Car la relation entre les sexes, depuis toujours, est traversée de tensions, de désirs, d’inégalités, de malentendus. Ce n’est pas une guerre. C’est une danse difficile, parfois maladroite, parfois injuste. Mais cette danse exige qu’on accepte la part conflictuelle de la rencontre humaine. Qu’on accepte de se heurter, de se chercher, de s’opposer. Pas pour dominer, mais pour créer du lien, du vrai.

Je ne dis pas que tout est acceptable. Je ne dis pas que les femmes doivent supporter des gestes ou des mots qui les blessent. Mais je dis que le monde ne se réparera pas en supprimant le masculin, en l’aseptisant, en le condamnant en bloc. Ce que nous devons combattre, c’est l’abus de pouvoir — dans toutes ses formes, qu’il soit sexuel, économique, institutionnel, ou symbolique. Et cela vaut pour les hommes, mais aussi pour les femmes. Car le pouvoir corrompt tout le monde, pas seulement les hommes.

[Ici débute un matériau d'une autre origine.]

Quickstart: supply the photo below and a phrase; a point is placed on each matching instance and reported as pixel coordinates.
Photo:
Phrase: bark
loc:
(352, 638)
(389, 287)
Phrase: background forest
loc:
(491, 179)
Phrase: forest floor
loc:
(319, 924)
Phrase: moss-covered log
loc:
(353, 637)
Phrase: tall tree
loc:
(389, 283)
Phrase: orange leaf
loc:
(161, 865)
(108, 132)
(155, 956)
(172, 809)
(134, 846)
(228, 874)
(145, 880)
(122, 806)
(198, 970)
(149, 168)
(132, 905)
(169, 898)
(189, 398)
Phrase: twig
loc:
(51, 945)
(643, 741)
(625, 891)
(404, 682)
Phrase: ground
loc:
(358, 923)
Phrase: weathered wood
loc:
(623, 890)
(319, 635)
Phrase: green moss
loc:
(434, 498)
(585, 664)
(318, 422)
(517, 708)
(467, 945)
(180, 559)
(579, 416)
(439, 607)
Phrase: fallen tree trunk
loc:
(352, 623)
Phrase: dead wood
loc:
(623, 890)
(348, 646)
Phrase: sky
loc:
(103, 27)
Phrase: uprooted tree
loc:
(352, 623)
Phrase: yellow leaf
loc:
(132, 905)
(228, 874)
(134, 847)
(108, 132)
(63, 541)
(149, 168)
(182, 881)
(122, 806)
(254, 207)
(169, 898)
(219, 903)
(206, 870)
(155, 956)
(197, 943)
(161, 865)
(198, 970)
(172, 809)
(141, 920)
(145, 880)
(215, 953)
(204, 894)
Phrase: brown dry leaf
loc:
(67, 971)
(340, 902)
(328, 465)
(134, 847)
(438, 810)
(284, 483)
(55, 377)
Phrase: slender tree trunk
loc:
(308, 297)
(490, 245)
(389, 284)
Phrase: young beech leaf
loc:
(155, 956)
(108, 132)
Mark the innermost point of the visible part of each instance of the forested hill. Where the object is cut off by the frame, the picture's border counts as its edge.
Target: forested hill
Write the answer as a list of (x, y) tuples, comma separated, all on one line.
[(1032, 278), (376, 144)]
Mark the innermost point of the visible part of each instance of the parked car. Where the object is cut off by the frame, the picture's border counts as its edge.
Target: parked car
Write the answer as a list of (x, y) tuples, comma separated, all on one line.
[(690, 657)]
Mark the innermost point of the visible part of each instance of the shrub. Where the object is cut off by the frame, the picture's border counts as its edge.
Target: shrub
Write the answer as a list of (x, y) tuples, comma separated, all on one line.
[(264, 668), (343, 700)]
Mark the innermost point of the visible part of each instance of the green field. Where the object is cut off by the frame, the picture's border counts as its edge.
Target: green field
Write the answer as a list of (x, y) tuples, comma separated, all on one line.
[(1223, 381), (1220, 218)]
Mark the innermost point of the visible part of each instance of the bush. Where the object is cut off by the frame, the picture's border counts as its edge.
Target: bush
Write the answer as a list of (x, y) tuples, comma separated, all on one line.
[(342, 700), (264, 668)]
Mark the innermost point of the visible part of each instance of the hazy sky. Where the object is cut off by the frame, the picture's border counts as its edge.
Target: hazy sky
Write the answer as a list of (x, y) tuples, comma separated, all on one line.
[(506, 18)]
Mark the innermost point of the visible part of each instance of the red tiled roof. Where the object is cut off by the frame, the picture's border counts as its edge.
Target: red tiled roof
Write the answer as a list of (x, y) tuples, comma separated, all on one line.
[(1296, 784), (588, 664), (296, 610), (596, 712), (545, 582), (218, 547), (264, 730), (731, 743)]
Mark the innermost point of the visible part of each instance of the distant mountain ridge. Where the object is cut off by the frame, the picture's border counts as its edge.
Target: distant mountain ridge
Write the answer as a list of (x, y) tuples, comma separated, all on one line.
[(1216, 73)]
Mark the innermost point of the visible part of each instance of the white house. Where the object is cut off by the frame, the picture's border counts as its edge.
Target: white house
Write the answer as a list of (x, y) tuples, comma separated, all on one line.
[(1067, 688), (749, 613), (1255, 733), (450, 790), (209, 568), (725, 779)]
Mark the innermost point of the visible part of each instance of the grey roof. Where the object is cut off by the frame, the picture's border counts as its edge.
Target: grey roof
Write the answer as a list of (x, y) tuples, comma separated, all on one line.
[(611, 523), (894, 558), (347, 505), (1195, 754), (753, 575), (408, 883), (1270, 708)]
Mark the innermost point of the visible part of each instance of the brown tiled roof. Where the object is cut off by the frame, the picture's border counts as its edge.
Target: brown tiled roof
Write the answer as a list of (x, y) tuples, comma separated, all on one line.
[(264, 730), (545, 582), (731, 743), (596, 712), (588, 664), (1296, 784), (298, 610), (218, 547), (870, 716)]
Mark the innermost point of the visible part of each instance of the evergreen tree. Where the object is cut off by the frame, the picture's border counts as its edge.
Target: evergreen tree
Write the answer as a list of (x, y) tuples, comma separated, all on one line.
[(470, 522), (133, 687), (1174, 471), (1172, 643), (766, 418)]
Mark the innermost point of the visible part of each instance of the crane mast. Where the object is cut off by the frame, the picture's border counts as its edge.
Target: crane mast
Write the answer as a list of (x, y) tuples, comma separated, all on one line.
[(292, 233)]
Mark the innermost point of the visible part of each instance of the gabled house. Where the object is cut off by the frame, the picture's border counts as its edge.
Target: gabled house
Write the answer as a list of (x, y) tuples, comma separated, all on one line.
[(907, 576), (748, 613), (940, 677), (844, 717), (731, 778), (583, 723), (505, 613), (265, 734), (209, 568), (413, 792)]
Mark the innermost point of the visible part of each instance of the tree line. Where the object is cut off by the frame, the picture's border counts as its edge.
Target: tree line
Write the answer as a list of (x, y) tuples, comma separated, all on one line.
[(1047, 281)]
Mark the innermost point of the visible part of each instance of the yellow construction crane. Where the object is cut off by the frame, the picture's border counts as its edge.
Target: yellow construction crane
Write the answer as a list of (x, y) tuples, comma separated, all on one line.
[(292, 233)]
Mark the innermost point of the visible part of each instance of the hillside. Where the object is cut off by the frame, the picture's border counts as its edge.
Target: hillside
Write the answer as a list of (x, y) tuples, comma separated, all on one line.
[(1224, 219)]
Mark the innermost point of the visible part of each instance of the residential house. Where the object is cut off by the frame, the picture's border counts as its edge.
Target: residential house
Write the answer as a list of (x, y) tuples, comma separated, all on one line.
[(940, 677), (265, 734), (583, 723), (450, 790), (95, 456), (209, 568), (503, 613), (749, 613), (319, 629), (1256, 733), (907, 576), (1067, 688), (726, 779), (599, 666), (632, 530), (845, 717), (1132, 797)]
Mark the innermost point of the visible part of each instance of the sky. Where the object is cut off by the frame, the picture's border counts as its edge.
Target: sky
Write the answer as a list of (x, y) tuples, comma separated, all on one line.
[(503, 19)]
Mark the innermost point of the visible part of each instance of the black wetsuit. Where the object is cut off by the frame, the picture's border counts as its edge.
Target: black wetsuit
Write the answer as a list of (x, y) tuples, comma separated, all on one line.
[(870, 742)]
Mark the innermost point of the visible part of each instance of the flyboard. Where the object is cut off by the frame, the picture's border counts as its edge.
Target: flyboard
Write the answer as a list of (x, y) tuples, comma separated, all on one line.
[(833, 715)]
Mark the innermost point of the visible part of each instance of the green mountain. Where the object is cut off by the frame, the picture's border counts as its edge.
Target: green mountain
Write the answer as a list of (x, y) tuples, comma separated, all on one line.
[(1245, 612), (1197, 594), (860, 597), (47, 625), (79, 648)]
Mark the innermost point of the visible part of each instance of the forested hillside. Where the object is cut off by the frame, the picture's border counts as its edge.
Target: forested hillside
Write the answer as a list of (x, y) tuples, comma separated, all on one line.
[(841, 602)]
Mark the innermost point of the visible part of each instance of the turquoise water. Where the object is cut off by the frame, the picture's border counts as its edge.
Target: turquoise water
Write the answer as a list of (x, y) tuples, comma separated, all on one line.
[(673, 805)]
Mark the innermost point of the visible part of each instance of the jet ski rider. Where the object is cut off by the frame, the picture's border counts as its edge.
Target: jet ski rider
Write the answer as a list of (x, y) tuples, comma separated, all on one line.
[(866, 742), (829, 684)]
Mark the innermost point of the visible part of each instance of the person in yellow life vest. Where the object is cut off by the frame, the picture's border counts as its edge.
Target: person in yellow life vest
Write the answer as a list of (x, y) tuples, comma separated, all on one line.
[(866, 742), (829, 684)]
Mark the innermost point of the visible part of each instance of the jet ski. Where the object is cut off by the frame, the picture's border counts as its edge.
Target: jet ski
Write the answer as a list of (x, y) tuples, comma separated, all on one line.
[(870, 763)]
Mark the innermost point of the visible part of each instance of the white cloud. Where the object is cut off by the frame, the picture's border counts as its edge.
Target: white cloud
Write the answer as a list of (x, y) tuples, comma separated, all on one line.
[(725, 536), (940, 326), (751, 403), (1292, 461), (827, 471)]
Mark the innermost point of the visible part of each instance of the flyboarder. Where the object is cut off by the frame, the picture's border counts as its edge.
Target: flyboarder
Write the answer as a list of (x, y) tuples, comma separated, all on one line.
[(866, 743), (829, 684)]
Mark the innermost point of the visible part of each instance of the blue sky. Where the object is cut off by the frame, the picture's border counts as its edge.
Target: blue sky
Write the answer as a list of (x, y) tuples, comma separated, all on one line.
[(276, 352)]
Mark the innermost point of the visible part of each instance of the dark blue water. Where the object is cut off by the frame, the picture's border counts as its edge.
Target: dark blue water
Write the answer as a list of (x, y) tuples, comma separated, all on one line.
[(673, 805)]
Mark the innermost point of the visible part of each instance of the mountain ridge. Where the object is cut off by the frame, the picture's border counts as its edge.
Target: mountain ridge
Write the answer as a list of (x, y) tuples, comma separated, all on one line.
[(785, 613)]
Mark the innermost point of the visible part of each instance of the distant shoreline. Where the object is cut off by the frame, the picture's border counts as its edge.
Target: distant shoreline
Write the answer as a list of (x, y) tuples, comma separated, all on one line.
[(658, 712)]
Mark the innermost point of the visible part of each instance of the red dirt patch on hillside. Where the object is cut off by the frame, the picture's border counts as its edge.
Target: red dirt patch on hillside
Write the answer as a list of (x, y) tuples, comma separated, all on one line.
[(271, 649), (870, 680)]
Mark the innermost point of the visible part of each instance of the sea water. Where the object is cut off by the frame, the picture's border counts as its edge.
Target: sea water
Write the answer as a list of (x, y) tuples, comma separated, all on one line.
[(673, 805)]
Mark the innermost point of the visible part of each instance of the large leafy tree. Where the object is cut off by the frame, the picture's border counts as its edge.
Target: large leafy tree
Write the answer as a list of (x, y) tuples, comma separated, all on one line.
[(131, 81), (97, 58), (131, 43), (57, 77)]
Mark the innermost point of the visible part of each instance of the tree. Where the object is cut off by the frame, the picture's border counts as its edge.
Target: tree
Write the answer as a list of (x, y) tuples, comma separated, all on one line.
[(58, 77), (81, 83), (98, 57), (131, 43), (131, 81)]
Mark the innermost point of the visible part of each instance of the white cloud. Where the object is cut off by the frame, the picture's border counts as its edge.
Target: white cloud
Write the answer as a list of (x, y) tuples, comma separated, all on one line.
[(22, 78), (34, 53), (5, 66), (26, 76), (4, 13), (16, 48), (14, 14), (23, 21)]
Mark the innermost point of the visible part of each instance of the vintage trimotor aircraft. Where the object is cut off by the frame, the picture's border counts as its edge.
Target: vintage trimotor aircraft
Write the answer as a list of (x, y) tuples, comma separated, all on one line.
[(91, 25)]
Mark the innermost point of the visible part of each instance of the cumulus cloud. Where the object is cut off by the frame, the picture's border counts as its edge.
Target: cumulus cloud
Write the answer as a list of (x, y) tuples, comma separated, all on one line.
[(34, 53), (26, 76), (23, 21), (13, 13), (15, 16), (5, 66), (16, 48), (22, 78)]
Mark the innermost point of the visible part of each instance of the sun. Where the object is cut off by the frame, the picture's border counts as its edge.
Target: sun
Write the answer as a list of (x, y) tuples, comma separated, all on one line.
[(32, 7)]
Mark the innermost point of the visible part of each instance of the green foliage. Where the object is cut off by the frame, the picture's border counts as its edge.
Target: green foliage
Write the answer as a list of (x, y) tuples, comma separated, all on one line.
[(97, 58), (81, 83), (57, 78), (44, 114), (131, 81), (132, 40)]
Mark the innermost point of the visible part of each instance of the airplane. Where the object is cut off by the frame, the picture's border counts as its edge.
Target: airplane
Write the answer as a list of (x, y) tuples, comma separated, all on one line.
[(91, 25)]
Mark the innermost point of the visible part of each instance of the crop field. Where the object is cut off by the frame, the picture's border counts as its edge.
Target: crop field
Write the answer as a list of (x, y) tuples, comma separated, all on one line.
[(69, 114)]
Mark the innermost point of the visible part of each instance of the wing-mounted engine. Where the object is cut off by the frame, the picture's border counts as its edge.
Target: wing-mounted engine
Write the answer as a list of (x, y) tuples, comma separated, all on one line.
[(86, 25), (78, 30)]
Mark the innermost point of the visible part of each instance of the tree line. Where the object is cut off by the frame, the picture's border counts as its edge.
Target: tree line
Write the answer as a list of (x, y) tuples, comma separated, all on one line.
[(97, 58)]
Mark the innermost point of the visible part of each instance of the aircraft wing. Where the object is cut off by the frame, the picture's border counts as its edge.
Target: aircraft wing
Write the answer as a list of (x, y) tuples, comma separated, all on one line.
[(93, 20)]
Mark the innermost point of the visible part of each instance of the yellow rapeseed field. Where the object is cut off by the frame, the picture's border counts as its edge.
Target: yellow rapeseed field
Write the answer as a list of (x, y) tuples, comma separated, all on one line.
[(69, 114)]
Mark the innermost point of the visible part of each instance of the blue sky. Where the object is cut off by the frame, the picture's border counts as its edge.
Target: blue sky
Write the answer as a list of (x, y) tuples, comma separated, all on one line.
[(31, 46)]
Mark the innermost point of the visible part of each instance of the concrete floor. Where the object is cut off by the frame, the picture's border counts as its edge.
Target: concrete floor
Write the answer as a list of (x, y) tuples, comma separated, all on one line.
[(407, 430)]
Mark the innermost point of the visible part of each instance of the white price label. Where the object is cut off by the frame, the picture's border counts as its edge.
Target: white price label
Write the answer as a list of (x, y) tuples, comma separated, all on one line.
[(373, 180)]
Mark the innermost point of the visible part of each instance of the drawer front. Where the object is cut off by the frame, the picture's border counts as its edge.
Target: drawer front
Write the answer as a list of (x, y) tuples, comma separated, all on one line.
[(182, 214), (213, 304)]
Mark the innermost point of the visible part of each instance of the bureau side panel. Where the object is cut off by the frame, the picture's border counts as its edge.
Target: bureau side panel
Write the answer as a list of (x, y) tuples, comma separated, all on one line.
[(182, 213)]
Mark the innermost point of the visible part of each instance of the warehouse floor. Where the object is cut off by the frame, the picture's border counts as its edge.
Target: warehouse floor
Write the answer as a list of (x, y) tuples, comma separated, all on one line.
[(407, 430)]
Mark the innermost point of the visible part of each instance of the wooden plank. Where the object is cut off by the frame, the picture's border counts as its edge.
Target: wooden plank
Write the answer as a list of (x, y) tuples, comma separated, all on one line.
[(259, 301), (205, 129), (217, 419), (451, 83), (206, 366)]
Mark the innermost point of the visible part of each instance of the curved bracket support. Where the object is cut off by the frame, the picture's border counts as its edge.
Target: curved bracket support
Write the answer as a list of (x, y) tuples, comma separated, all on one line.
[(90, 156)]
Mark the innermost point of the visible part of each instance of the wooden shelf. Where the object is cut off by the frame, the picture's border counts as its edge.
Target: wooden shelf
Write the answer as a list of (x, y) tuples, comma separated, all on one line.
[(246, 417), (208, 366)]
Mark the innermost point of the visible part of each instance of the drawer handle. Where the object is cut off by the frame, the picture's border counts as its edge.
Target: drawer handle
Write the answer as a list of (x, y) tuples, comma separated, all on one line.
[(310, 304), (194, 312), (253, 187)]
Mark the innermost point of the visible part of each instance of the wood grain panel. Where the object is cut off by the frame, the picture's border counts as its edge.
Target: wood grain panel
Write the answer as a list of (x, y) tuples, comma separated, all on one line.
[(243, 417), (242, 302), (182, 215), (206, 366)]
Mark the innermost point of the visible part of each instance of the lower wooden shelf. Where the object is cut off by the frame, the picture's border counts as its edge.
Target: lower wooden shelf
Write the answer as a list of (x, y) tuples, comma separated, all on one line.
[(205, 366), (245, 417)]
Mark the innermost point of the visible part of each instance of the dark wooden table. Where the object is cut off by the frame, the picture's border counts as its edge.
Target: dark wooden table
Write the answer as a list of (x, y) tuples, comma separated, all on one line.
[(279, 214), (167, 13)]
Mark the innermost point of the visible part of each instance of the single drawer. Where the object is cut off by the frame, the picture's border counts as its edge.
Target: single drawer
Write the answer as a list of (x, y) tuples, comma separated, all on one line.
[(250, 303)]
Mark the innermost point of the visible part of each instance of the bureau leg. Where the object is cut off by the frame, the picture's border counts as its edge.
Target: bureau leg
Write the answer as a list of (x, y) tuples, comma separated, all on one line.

La parole des femmes n’est pas supérieure à la parole des hommes

Je veux vivre dans un monde où la parole des femmes est entendue. Mais je veux aussi vivre dans un monde où les hommes ne sont pas réduits au silence par peur d’être mal interprétés. Où l’on peut dire « je désire », « je conteste », « je m’oppose », sans être accusé de violence.

Depardieu, qu’on le veuille ou non, nous force à penser tout cela. Il est le miroir grossissant de notre époque : celle qui ne supporte plus l’ambiguïté, qui préfère l’élimination à la réparation, la pureté morale à la complexité humaine. Et si nous n’apprenons pas à regarder ce miroir, nous continuerons à produire des figures d’exclusion, à gauche comme à droite, chez les hommes comme chez les femmes.

Il est temps de reconstruire une culture du lien. Une culture du masculin non-violent mais pas castré. Une culture de la parole libre mais responsable. Une culture où le conflit n’est pas évité, mais traversé, ensemble.

Sinon, nous serons tous perdants (et les gagnants seront ceux qui voudront  nous imposer un patriarcat régressif et violent).